Poey señaló cómo la mayoría de los peces ciguatos alcanzan gran tamaño, el hábitat no parece ser un factor concluyente —en un mismo sitio había tantos ejemplares «sospechosos» como sanos— y la enfermedad se hallaba limitada al Mar de las Antillas y a otras zonas intertropicales. El estudioso descartó la existencia de rasgos peculiares en aquellos peces afectados por la enfermedad.

Según Felipe Poey, no existen rasgos peculiares en aquellos peces afectados por la enfermedad.
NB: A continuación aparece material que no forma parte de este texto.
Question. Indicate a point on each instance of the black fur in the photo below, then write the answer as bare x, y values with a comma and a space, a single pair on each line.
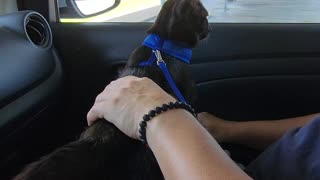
104, 152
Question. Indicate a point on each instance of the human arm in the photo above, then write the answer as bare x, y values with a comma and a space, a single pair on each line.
183, 148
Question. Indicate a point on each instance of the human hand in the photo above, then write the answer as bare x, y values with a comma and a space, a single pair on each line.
219, 128
124, 102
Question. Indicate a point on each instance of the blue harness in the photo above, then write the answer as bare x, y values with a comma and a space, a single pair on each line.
158, 46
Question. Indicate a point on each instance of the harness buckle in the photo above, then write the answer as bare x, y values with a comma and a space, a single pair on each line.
157, 53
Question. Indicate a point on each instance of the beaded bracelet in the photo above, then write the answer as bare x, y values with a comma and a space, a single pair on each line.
158, 110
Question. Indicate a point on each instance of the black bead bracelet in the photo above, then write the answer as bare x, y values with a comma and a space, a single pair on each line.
158, 110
El cambio climático y la ciguatera

A pesar de desconocerse un tratamiento efectivo para tratar la ciguatera, se posee mayor conocimiento sobre cómo esta se produce. En las dos últimas décadas del siglo XX salió a la luz cómo el mal estaba relacionado con una microalga (Gambierdiscus) ampliamente distribuida en regiones tropicales y subtropicales. Esta microalga produce una toxina (ciguatoxina) que afecta sobre todo al sistema nervioso.

En los últimos años, la ciguatera ha sido motivo de preocupación a nivel mundial, en tanto se le relaciona con los cambios en los ecosistemas marinos. Tales transformaciones trascienden extensamente en la nutrición, en los ingresos y en la salud de las comunidades.

El cambio climático, los cambios físicos oceánicos inducidos por los gases de efecto invernadero, la sobrepesca y la expansión de especies invasoras pueden contribuir al incremento del riesgo de ciguatera. Este fenómeno puede afectar la seguridad alimentaria, particularmente en las pequeñas naciones insulares.

Todos estos elementos hacen evocar una frase que nos remonta a tiempos de auge de exploradores en el Caribe, cuando descubrían nuevas tierras; pero en este caso, generando conciencia sobre una creciente amenaza: ¡Ciguatera a la vista!